Article 2469(1) of the Italian Civil Code provides for the free transferability of shares in a limited liability company (Srl), subject to various provisions in the articles of association. One of the clauses frequently provided for in the articles of association is certainly the right of first refusal, according to which a shareholder who wishes to sell his share is obliged to offer it to the other shareholders, who then have the right to acquire it on the same terms agreed with third parties.
Such clauses are not always very exhaustive; in the case of a non-detailed clause, the offer must contain all the minimum essential elements of the contract for the sale of the shares. In order to determine whether the seller is also obliged to indicate the name of the third party interested in the purchase, it is necessary to determine which purposes the clause protects, so that the indication of the name of the third party is always considered necessary if the pre-emption clause - taking into account the elements of the specific case resulting from the type of company, the pre-existing corporate structure, the amount of the share to be transferred, etc. - also serves to protect the interests of the third party. - The pre-emption clause is also intended to protect the shareholder's interest in influencing the possibility of a person he does not like joining the company through his purchase decision. The obligation arising from the pre-emption clause in the transfer of shares in a limited liability company is not limited to the mere declaration of the intention to sell one's share, but includes a genuine contractual offer, which as such must contain all essential elements of the contract to be concluded. It should be noted that a transfer of shares made in breach of the pre-emption clause is not effective vis-à-vis the company.

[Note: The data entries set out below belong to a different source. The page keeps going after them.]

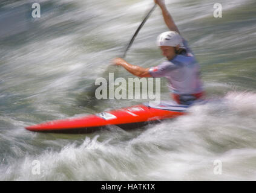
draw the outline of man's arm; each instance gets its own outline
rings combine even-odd
[[[156,4],[159,5],[159,7],[161,8],[163,19],[165,20],[165,22],[168,28],[171,31],[174,31],[180,34],[180,31],[179,31],[177,27],[175,24],[171,14],[169,13],[166,7],[165,6],[165,0],[154,0],[154,2]]]
[[[149,68],[145,68],[128,63],[121,58],[114,59],[113,63],[117,66],[123,66],[127,71],[139,77],[152,77],[149,73]]]

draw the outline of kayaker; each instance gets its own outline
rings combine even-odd
[[[180,36],[165,1],[154,2],[161,8],[165,22],[170,30],[160,34],[157,40],[163,55],[168,60],[148,68],[133,65],[122,58],[114,59],[113,63],[139,77],[166,78],[174,101],[180,104],[191,104],[204,95],[199,65],[187,42]]]

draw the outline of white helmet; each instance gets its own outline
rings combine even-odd
[[[180,48],[185,49],[182,41],[182,37],[176,31],[169,31],[160,34],[157,40],[157,46],[176,47],[180,45]]]

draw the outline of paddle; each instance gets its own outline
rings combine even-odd
[[[129,42],[129,44],[128,45],[126,48],[125,49],[125,52],[123,53],[122,58],[124,59],[126,55],[126,52],[128,51],[129,48],[131,47],[131,45],[133,44],[133,42],[134,41],[135,37],[136,37],[137,34],[139,33],[139,31],[140,31],[140,29],[142,28],[142,26],[143,26],[144,24],[146,22],[146,21],[148,20],[148,17],[149,17],[150,15],[151,14],[152,12],[154,11],[154,10],[156,8],[157,4],[154,4],[153,7],[150,10],[149,12],[146,14],[146,17],[144,18],[144,19],[142,21],[142,23],[140,24],[139,28],[137,29],[136,31],[135,32],[134,34],[133,35],[132,39]]]
[[[140,30],[140,29],[142,28],[142,27],[143,27],[143,25],[145,24],[145,23],[146,22],[146,21],[148,20],[148,17],[149,17],[151,14],[152,13],[152,12],[154,11],[154,10],[156,8],[157,4],[154,4],[154,6],[152,7],[152,8],[149,10],[149,11],[148,13],[148,14],[146,15],[146,16],[145,17],[144,19],[142,21],[142,23],[140,24],[140,25],[139,26],[138,28],[137,29],[136,31],[135,32],[133,36],[133,37],[131,38],[131,40],[130,41],[128,45],[127,45],[127,46],[126,47],[125,51],[123,53],[123,55],[122,56],[122,58],[125,58],[126,56],[126,54],[127,53],[127,51],[128,51],[128,49],[130,49],[130,48],[131,47],[131,45],[133,44],[133,42],[134,41],[135,38],[136,37],[137,34],[139,33],[139,31]],[[106,80],[108,80],[108,74],[109,74],[109,72],[110,71],[112,71],[112,72],[113,72],[113,65],[110,65],[108,66],[107,70],[104,72],[104,73],[103,73],[102,75],[101,76],[101,77],[105,77]],[[110,70],[110,68],[111,69],[111,71]],[[117,68],[116,66],[116,71],[117,71]],[[106,77],[107,77],[106,78]],[[87,98],[84,100],[83,100],[82,101],[80,101],[82,102],[82,104],[81,104],[81,103],[80,103],[80,105],[81,106],[87,106],[87,105],[93,105],[94,103],[96,101],[96,98],[95,98],[95,90],[97,89],[97,88],[99,87],[99,85],[93,85],[92,87],[91,87],[90,88],[90,91],[89,92],[87,93]],[[89,100],[89,101],[88,101],[88,100]],[[86,103],[85,103],[86,102]]]

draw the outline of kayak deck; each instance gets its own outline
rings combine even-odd
[[[141,127],[184,115],[188,106],[171,104],[150,106],[147,104],[26,127],[30,131],[62,133],[88,133],[114,125],[123,129]]]

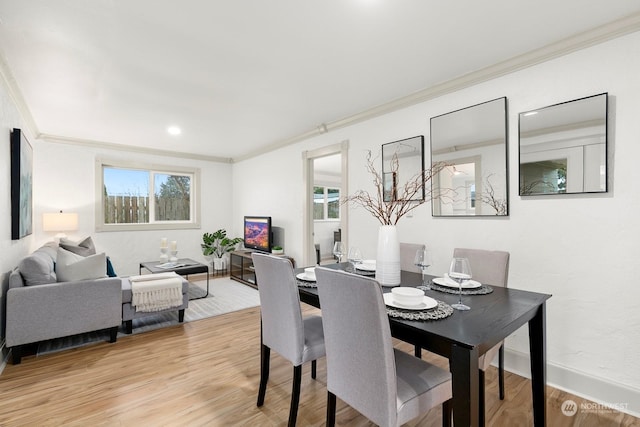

In Germany, it is also customary to provide for a pre-emption right in the articles of association of limited liability companies. The pre-emption right is also not expressly regulated in German GmbH law, so the drafting of such a clause should be carefully regulated. In principle, it is agreed that the seller is obliged to submit the contract concluded with the third-party purchaser, whereby the shareholder entitled to pre-emption is authorised to take over the contract instead of the third-party purchaser.